Neuropsychiatric and cognitive symptoms were common across the Alzheimer’s disease continuum but evolved differently during the course of the disease, according to results of a single-center observational study published in Neurology.

“As neuropsychiatric symptoms are present in the majority of patients with AD dementia, [neuropsychiatric symptoms] are increasingly recognized as core clinical AD symptoms,” Willem S. Eikelboom, MSc, of the department of neurology at Erasmus University Medical Center in the Netherlands, and colleagues wrote. “Previous studies have associated the presence of [neuropsychiatric symptoms] with an increased risk [for] progression to dementia and with worse cognitive performance and a faster cognitive decline in AD dementia. These studies have emphasized the clinical relevance of [neuropsychiatric symptoms] in AD by highlighting its prognostic value.”

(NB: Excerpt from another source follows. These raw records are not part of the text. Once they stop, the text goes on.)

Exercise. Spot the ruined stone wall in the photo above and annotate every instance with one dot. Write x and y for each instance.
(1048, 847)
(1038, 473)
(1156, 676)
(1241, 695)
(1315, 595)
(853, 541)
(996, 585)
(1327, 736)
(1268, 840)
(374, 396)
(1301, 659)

However, other studies showed no association between neuropsychiatric symptoms and cognitive functioning in AD dementia, which may have been due to the use of instruments that evaluate general cognitive functioning and overall neuropsychiatric symptom burden, according to the researchers. In the current study, they aimed to examine the prevalence and trajectories of neuropsychiatric symptoms and their association with cognitive functioning among individuals who were positive for amyloid-beta across the AD clinical spectrum. They included 1,542 individuals who visited the Alzheimer Center Amsterdam and were clinically diagnosed with subjective cognitive decline (n = 113), mild cognitive impairment (n = 321) or probable AD dementia (n = 1,090), and were positive for amyloid-beta.

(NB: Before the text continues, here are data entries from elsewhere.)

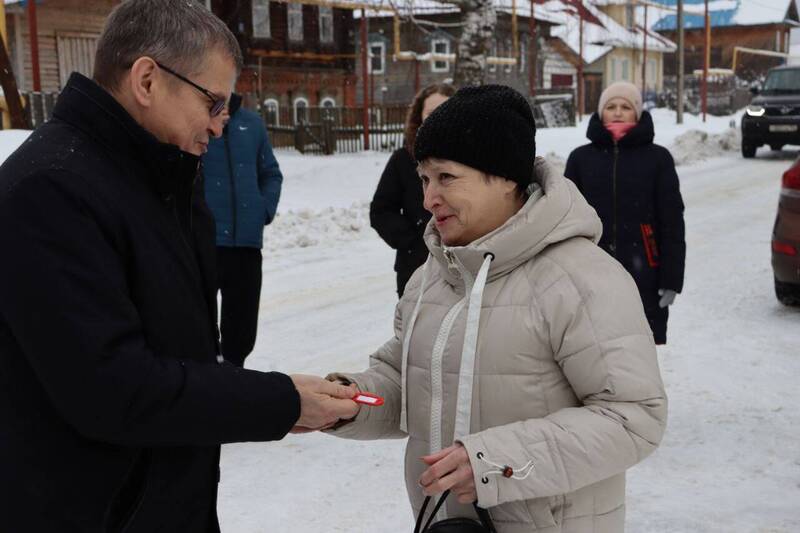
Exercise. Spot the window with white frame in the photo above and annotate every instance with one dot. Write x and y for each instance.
(271, 111)
(377, 57)
(261, 27)
(300, 110)
(493, 53)
(295, 15)
(440, 46)
(325, 24)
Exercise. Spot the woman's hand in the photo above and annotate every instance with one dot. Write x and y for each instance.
(449, 469)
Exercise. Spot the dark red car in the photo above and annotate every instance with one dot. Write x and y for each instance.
(786, 239)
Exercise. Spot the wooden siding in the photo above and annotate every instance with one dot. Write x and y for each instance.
(56, 17)
(774, 37)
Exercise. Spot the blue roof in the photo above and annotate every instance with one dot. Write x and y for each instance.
(724, 13)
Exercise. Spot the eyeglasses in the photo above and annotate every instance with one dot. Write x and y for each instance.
(217, 103)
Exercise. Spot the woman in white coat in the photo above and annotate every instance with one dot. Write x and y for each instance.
(522, 369)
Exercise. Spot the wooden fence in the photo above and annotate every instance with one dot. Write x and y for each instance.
(325, 130)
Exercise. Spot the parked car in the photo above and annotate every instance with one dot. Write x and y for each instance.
(773, 116)
(786, 239)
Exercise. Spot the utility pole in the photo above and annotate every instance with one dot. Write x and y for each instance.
(706, 60)
(532, 43)
(680, 63)
(580, 61)
(365, 77)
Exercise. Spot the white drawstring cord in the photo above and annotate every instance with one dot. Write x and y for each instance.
(505, 470)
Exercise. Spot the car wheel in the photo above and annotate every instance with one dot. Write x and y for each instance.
(787, 293)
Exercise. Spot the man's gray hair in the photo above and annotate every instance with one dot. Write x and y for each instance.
(177, 33)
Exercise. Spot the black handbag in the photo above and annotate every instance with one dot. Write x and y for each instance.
(454, 525)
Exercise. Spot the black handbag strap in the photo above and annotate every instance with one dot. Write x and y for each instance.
(483, 514)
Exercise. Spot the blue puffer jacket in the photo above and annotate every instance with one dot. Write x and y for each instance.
(242, 180)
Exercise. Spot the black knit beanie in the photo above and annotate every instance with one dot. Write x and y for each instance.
(487, 127)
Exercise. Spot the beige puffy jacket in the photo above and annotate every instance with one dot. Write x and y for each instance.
(555, 376)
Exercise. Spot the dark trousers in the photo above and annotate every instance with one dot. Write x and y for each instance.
(239, 282)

Further, Eikelboom and colleagues assessed neuropsychiatric using the Neuropsychiatric Inventory (NPI), evaluating total scores and the presence of specific NPI domains. They used the Mini-Mental State Examination (MMSE) to examine global cognitive functioning and a standardized neuropsychological test battery to examine performance across five cognitive domains.

Results showed high prevalence of neuropsychiatric symptoms across all clinical AD stages. The researchers noted a uniform gradual decline in cognitive function; however, there was large intraindividual heterogeneity of neuropsychiatric symptoms over time across all AD groups.

Eikelboom and colleagues observed baseline associations between neuropsychiatric symptoms and cognition that were most significant for NPI total scores and MMSE. However, they observed no associations between baseline neuropsychiatric cognitive functioning over time in any clinical stage.

“These findings suggest that [neuropsychiatric symptoms] and cognitive symptoms are independent manifestations of AD that show a different evolution over the course of the disease,” the researchers wrote.